Due ragazze camminano l’una accanto all’altra. Vengono raggiunte da agenti della polizia. Spintonate. Gettate a terra, ginocchia sulla schiena. Ammanettate sull’asfalto. Non siamo nella ‘violenta America’, siamo in una città cinese davanti a decine di persone. Violenza gratuita o sarebbe meglio dire ecco come le autorità cinesi affrontano l’emergenza covid.
A quanto si sa le due ragazze non erano in regola con le norme anti covid. Che sarebbe come dire che da noi non avevano con loro il green pass. Portate via di peso. Le immagini arrivate in occidente non si sa come, si interrompono. La censura non risparmia neanche i campionati del mondo di calcio. La televisione cinese trasmette le partite ma censura le immagini di tifosi sugli spalti e fuori dagli stadi. Motivo: Non si possono far vedere persone senza mascherina.
Segno che da qualche parte del mondo l’emergenza covid è stata in parte superata. E queste sono immagini provenienti dai Paesi del Golfo, figuriamoci se provenissero dai quelli occidentali come Europa e Stati Uniti dove ormai la vita nonostante il virus è tornata praticamente alla normalità.

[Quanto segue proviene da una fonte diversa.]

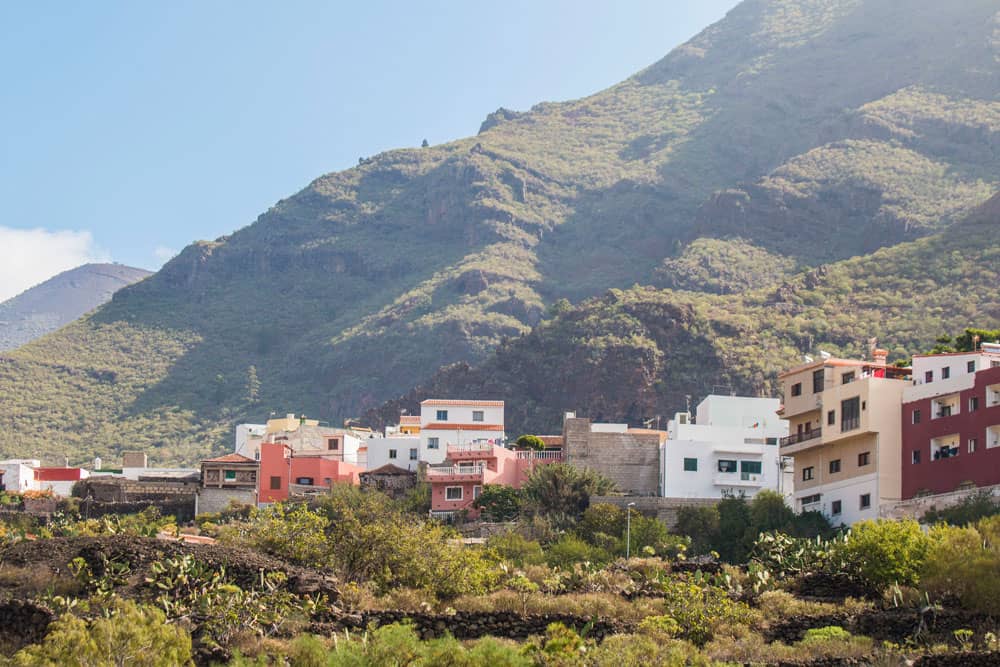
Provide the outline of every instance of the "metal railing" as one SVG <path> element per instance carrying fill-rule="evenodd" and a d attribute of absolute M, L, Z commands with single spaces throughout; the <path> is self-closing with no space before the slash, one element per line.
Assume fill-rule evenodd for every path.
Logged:
<path fill-rule="evenodd" d="M 841 432 L 844 432 L 844 431 L 853 431 L 854 429 L 858 428 L 859 426 L 861 426 L 861 417 L 849 417 L 847 419 L 841 419 L 840 420 L 840 430 L 841 430 Z"/>
<path fill-rule="evenodd" d="M 484 470 L 486 470 L 486 466 L 482 463 L 476 465 L 436 465 L 427 466 L 427 476 L 482 475 Z"/>
<path fill-rule="evenodd" d="M 792 433 L 791 435 L 786 435 L 781 439 L 781 446 L 787 447 L 788 445 L 797 445 L 800 442 L 818 438 L 822 434 L 823 429 L 821 428 L 813 429 L 812 431 L 803 431 L 802 433 Z"/>
<path fill-rule="evenodd" d="M 563 458 L 562 450 L 550 450 L 550 451 L 525 451 L 518 452 L 517 458 L 528 461 L 561 461 Z"/>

La Cina dichiara qualcosa come 30 mila contagi. Per una popolazione di un miliardo e mezzo di abitanti è praticamente niente. C’è qualcosa che non funziona. I conti non tornano. Questi dati stridono con i lockdown improvvisi, durissimi. Su un cartello durante una delle proteste c’era scritto “Basta tamponi, vogliamo libertà”. Nonostante la ferrea censura, le notizie e specialmente le immagini continuano a varcare confini e muri.
Altro dato, la vaccinazione in Cina non ha funzionato. Il vaccino cinese ha fatto cilecca. D’altra parte in un paese dove la ricerca è quella che è i risultati sono quello che sono. Gli studenti, le menti del paese asiatico vanno fuori all’estero appena possono. Su ogni studente occidentale che va in Cina ce ne sono quasi diecimila di cinesi che vanno nelle università occidentali. La ricerca langue. I vaccini americani funzionano, quelli cinesi no. E allora lockdown e chiusure.
La città di Guangzhuo affronta ad oggi 80 giorni di paralisi totale. Nessuno può uscire dalla propria abitazione per nessun motivo. Linea dura anche a Nanchino, storica città cinese e a Wuhan dove tutto è iniziato. Il diffondersi del virus da lì al resto del mondo.
Per la Cina è iniziato il terzo anno di pandemia. A Pechino, all’università, alcuni studenti, velocemente, per paura di essere riconosciuti, hanno tappezzato le mura all’entrata dell’ateneo con dei fogli bianchi senza nessuna scritta. La censura è in agguato. Hanno così trasformato il silenzio del bianco in una nuova forma di protesta mentre un soffio di vento caldo muoveva i piccoli fogli attaccati ai muri dell’università.